Dziś mam dla Was kilka zdjęć stylizacji z Manchesteru - nasza podróż odbyła się w maju. Kiedy wróciliśmy, w Polsce było naprawdę ciepło i nawet na myśl o długich rękawach robiło mi się za gorąco. Teraz pasuje jak ulał - no może nawet trzeba się jeszcze dodatkowo otulać, choć w wersji samochodowej bywa wystarczająco.
Bardzo polubiłam ten krój marynarek, które traktuje trochę jak lekkie płaszcze. Mam już granatową (TUTAJ) i szarą (TUTAJ), jako trzecia dołączyła do mojej kolekcji właśnie ta - w kolorze pudrowego różu. Uwielbiam ją łączyć z szarościami i delikatniejszymi odcieniami niebieskiego.
Nasza podróż była bardzo ciekawa - to był nasz drugi raz w Manchesterze, a miasto kojarzy mi się przede wszystkim z budynkami czerwonej cegły, które są tam bardzo charakterystyczne. tym razem w międzyczasie wybraliśmy się do Szkocji. Wszystkie posty, które dotychczas się ukazały, znajdziecie TUTAJ.

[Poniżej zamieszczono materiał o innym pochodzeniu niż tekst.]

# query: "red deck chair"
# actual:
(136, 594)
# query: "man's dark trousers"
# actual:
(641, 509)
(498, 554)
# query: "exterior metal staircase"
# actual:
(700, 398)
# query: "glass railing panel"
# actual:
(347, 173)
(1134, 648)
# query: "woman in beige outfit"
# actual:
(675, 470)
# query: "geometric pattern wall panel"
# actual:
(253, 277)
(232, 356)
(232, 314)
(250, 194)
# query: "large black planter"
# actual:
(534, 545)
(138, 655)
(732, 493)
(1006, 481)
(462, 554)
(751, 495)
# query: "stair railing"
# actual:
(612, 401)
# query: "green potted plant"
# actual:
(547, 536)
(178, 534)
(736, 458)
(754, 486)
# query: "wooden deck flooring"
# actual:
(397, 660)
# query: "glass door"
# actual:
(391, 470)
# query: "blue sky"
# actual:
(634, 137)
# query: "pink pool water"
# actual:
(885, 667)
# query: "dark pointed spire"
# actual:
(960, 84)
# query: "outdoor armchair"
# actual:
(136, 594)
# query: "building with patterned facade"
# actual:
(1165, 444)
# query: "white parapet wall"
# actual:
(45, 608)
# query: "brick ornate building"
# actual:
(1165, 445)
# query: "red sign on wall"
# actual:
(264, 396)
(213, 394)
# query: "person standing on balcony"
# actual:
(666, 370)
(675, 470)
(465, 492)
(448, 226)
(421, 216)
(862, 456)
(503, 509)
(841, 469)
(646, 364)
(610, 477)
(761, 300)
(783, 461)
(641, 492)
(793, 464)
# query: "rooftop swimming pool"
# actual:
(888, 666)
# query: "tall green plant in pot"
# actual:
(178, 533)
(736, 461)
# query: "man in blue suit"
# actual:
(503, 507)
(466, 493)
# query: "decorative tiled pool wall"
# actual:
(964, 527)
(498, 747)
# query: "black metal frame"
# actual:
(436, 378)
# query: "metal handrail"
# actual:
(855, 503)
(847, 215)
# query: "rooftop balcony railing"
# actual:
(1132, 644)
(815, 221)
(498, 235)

Życzę Wam pięknego dnia!:) Kto z Was był w Szkocji???
Poszalałam z butami;) ale to moje szczęśliwe buty, w których odbierałam nagrodę Blog Roku podczas Gali Twórców TUTAJ
*spodnie Topshop
top Bershka
marynarka Zara
torebka Michael Kors
okulary Ralph Lauren
biżuteria Artelioni (TUTAJ)
szpilki Prima Moda
Ona: Mam duży niedosyt Szkocji - wrócimy?